Pasión y misterio del mburucuyá

FOTOTECA

Una enredadera con flores que parecen de otro mundo. Una dulzura que se guarda en frascos.

Cuentan las abuelas guaraníes que nunca se había visto en el monte ni el río una flor tan imponente. Hasta que apareció la planta de mburucuyá. Cuentan además que surgió de los huesos de un amor prohibido, entre una doncella de origen español y un muchacho guaraní.

Sagrada botánica

Para los primeros misioneros que llegaron a América, el significado era distinto, aunque no del todo diferente. Las flores de mburucuyá eran viva memoria de la Pasión de Jesucristo. Los frailes jesuitas o franciscanos podían ver, en lugar de pétalos, pistilos y ramas: la corona de espinas, los clavos fijados a la cruz, o cinco llagas. La interpretación otorgada por el catolicismo vendría desde el propio Vaticano, con firma del Papa Pablo V.
Passiflora, del latín flos passionis, que significa “flor del sufrimiento”, es el nombre que el botánico sueco Carlos Linneo otorgó a este género vegetal. Las flores también se llaman “pasionaria”. Pero la forma más común de nombrar a sus frutos es mburucuyá, en recuerdo de la leyenda guaraní.

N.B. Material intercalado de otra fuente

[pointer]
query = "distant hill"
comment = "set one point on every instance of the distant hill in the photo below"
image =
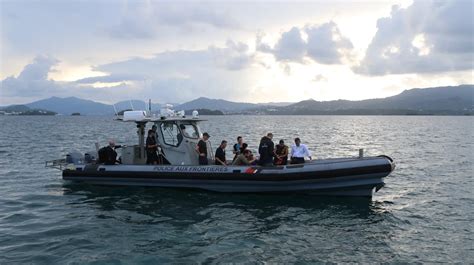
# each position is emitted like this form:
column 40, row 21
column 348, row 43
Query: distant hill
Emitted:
column 69, row 105
column 457, row 100
column 215, row 104
column 137, row 105
column 205, row 112
column 225, row 105
column 24, row 110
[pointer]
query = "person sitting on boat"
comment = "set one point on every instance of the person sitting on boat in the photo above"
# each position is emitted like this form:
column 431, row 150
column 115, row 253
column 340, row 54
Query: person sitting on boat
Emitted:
column 266, row 150
column 151, row 148
column 281, row 154
column 108, row 155
column 201, row 149
column 237, row 146
column 244, row 159
column 220, row 154
column 243, row 148
column 298, row 152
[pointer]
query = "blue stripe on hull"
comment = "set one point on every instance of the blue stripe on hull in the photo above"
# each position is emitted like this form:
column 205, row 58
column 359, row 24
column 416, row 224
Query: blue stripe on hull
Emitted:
column 362, row 185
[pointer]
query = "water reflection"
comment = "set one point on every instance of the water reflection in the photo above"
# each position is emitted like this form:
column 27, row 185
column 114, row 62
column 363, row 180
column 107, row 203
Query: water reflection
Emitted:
column 191, row 206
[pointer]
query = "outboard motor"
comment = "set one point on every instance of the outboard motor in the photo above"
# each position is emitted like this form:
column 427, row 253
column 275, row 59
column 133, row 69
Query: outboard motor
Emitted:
column 88, row 158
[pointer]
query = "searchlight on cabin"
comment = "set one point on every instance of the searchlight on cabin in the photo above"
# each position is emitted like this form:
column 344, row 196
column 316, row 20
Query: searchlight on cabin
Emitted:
column 195, row 114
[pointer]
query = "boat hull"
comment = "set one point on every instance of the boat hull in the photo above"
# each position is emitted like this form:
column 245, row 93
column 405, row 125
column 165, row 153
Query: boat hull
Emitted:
column 338, row 177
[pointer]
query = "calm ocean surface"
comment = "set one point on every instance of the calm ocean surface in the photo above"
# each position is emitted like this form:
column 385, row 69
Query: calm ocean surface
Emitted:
column 424, row 213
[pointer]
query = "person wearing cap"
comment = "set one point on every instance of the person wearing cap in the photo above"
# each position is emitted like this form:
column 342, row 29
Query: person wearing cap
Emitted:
column 237, row 146
column 266, row 150
column 151, row 148
column 281, row 154
column 108, row 155
column 298, row 152
column 220, row 154
column 201, row 149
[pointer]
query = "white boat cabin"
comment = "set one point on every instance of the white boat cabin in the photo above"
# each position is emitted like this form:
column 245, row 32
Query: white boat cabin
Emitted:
column 177, row 136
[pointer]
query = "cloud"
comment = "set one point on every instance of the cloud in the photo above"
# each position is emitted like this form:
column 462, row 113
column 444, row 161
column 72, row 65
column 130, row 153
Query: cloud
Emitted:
column 324, row 44
column 149, row 20
column 319, row 78
column 172, row 76
column 33, row 79
column 428, row 36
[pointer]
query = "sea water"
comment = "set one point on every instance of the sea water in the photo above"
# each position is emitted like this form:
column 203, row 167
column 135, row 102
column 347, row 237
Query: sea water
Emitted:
column 423, row 214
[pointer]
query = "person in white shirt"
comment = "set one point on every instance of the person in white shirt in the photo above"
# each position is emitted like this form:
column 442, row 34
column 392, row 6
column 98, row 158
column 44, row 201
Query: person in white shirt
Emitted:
column 298, row 152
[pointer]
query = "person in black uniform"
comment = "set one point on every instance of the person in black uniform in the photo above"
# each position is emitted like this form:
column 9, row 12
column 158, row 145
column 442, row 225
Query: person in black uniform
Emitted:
column 108, row 155
column 151, row 148
column 201, row 149
column 266, row 150
column 220, row 154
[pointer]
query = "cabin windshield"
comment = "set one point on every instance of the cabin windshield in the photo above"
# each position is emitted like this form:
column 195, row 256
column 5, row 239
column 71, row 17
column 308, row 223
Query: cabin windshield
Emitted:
column 171, row 133
column 189, row 130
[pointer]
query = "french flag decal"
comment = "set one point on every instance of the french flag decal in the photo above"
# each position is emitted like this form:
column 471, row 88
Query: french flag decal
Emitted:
column 251, row 170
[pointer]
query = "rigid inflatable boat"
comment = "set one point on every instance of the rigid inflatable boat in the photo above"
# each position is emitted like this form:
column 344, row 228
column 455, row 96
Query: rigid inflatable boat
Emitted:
column 178, row 136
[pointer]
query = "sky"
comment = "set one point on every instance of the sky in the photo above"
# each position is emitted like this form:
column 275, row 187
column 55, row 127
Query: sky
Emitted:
column 248, row 51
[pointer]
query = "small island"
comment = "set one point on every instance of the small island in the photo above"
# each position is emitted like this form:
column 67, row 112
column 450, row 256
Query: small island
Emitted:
column 23, row 110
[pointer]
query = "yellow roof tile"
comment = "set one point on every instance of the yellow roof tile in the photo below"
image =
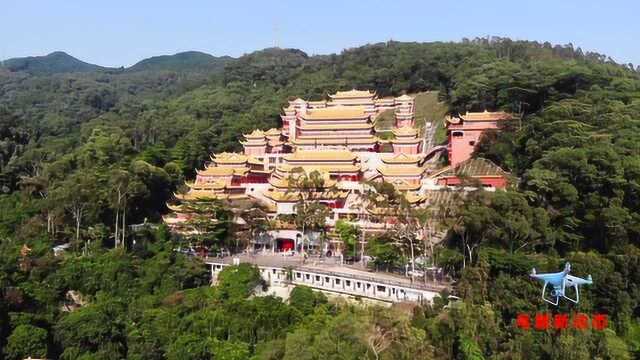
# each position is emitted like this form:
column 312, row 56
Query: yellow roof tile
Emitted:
column 337, row 126
column 404, row 97
column 335, row 141
column 216, row 171
column 320, row 168
column 255, row 134
column 353, row 93
column 273, row 132
column 336, row 113
column 229, row 158
column 405, row 131
column 216, row 185
column 321, row 155
column 402, row 158
column 401, row 170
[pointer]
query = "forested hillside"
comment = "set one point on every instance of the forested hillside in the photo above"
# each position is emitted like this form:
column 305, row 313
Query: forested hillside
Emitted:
column 80, row 149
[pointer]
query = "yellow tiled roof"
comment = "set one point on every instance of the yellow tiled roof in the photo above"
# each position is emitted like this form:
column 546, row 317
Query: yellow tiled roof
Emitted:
column 475, row 167
column 216, row 185
column 335, row 141
column 386, row 170
column 295, row 196
column 273, row 132
column 353, row 93
column 337, row 126
column 402, row 158
column 253, row 160
column 284, row 183
column 402, row 185
column 320, row 168
column 255, row 134
column 222, row 171
column 480, row 116
column 405, row 141
column 229, row 158
column 404, row 97
column 216, row 171
column 199, row 195
column 321, row 155
column 405, row 131
column 335, row 113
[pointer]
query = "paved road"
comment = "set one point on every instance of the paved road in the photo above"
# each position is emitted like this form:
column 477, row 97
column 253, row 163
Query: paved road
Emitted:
column 328, row 266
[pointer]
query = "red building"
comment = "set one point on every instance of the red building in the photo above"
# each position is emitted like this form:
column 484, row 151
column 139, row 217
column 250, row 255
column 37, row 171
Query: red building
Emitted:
column 477, row 170
column 465, row 130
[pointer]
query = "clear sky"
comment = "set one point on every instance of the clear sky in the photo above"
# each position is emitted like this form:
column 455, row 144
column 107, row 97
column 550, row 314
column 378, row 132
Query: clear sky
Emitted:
column 120, row 33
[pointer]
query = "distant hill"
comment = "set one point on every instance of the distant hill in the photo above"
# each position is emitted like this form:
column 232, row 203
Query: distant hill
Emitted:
column 56, row 62
column 184, row 61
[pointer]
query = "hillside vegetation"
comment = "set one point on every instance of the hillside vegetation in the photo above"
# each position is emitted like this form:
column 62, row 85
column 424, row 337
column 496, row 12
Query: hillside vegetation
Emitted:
column 71, row 144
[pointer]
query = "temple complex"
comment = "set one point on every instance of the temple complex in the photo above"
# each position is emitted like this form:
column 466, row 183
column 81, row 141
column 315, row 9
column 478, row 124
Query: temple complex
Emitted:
column 336, row 139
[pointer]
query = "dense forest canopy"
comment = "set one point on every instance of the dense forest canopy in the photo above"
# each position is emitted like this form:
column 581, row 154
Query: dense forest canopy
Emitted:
column 71, row 141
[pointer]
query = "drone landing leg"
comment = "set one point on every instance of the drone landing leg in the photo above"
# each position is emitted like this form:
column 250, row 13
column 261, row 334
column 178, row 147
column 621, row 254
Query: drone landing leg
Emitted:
column 544, row 289
column 577, row 298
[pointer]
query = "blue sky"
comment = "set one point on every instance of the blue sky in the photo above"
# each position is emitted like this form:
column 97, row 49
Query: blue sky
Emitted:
column 120, row 33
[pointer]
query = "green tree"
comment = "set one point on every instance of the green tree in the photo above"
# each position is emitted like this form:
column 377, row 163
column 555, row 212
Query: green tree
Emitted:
column 27, row 341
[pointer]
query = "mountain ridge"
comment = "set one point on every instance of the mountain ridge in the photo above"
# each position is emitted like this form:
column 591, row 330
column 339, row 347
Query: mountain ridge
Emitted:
column 61, row 62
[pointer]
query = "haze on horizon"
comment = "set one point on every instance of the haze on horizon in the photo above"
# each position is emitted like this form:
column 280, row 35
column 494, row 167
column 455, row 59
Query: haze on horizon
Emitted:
column 120, row 33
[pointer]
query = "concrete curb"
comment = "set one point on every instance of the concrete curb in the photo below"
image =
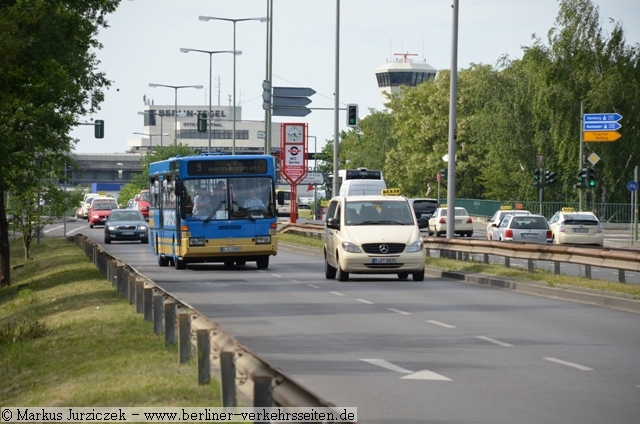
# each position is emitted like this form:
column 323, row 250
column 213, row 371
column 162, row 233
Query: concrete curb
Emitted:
column 533, row 288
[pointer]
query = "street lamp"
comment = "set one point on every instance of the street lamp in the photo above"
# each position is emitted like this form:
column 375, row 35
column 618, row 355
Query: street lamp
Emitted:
column 176, row 87
column 207, row 18
column 211, row 53
column 146, row 112
column 151, row 138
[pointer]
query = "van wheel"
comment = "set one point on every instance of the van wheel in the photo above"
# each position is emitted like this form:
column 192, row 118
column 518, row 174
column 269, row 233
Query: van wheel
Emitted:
column 329, row 271
column 342, row 276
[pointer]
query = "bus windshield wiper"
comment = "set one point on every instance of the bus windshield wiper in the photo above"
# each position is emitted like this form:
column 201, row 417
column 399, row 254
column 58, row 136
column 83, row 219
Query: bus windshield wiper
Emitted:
column 210, row 217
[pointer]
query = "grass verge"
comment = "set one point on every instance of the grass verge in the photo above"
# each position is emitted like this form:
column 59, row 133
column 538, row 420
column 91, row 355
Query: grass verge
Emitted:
column 68, row 338
column 548, row 278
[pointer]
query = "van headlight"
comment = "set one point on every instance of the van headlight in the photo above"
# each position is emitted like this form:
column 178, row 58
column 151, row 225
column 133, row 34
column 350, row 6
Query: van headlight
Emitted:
column 350, row 247
column 415, row 247
column 263, row 239
column 196, row 241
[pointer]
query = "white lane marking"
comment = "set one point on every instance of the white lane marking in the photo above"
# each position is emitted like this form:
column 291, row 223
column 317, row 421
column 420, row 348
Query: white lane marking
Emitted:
column 388, row 365
column 442, row 324
column 570, row 364
column 53, row 228
column 425, row 375
column 498, row 342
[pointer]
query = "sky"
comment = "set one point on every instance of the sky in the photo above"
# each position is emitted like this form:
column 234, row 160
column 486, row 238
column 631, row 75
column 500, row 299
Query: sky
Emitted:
column 143, row 41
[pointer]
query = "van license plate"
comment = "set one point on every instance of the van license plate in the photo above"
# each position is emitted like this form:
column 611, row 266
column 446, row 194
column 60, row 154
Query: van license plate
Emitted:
column 383, row 260
column 229, row 249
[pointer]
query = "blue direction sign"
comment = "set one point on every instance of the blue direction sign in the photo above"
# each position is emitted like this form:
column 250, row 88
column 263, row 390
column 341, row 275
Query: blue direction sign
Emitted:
column 601, row 126
column 602, row 117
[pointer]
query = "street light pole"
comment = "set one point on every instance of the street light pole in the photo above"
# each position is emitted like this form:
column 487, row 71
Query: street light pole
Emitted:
column 176, row 87
column 207, row 18
column 211, row 53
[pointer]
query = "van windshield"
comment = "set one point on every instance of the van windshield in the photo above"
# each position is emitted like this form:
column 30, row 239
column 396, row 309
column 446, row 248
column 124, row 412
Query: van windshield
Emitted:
column 378, row 213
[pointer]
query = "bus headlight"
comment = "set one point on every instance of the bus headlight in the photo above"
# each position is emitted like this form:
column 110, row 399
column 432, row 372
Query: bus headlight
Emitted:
column 415, row 247
column 196, row 241
column 263, row 239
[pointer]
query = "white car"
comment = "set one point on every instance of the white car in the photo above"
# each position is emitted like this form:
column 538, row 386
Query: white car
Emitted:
column 523, row 228
column 570, row 227
column 463, row 225
column 372, row 235
column 497, row 217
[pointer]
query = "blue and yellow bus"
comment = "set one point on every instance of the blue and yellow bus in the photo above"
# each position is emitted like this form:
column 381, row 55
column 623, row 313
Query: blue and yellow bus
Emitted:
column 213, row 208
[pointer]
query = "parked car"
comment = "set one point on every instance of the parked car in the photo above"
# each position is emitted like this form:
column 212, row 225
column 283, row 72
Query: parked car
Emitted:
column 497, row 217
column 99, row 212
column 571, row 227
column 372, row 235
column 463, row 225
column 304, row 211
column 126, row 225
column 523, row 229
column 424, row 208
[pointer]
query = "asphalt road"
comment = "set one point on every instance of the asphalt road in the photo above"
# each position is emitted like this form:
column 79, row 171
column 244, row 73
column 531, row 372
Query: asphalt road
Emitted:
column 437, row 351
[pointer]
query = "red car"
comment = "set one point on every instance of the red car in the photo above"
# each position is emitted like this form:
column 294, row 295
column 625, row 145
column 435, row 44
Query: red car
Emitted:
column 99, row 212
column 142, row 203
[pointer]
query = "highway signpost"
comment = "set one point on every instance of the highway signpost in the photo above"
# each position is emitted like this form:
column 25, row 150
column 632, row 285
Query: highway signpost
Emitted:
column 291, row 101
column 601, row 127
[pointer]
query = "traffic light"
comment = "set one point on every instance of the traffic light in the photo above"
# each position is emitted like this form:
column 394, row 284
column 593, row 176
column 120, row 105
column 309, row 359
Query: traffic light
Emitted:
column 202, row 122
column 266, row 95
column 98, row 128
column 582, row 178
column 352, row 115
column 549, row 177
column 536, row 177
column 591, row 177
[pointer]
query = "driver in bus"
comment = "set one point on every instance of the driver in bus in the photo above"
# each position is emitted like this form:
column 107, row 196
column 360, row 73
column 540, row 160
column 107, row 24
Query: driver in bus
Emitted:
column 202, row 202
column 253, row 202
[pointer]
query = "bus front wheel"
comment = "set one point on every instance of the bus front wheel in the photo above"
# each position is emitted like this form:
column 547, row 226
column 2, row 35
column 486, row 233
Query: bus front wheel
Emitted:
column 263, row 262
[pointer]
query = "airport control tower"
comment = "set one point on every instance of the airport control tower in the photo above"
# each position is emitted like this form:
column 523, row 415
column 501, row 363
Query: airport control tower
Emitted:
column 402, row 71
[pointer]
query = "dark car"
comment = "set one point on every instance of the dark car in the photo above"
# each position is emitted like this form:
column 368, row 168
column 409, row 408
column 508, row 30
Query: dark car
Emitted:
column 424, row 208
column 126, row 225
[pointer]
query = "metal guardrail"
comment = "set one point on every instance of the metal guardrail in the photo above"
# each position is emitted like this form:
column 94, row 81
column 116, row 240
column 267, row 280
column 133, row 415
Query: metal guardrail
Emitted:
column 620, row 259
column 198, row 337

De por acá y más allá también

La pasionaria crece naturalmente en forma de enredadera en zonas cálidas de Argentina; Bolivia; Brasil y Paraguay. En América Latina los primeros registros de pasionaria se encontraron en Perú, a principios del siglo XVI y al poco tiempo se extendió por Brasil, México, Estados Unidos y las Antillas.

Remedio para el cuerpo, la vista y el gusto

Tanta significación se complementa con la dulzura de los frutos y con las propiedades medicinales de la planta: cardiotónica y diurética. La flor, que nace en primavera, se conoce también por sus efectos analgésicos, por su capacidad de calmar dolores y ansiedades. Los guaraníes la utilizaban para preparar cataplasmas con las que trataban quemaduras, heridas e inflamaciones.
Tanto por su belleza como por sus propiedades medicinales es cultivada en jardines, parques y paseos. Su flor se abre al alba y se marchita al atardecer, como si renovara una apuesta diaria. Sus frutos se comen crudos –con la recomendación de que estén bien maduros- o en forma de dulces y mermeladas que invitan a recorrer el monte, descalzos de tiempo. Un sabor indescriptible que abre la puerta hacia siestas encantadas.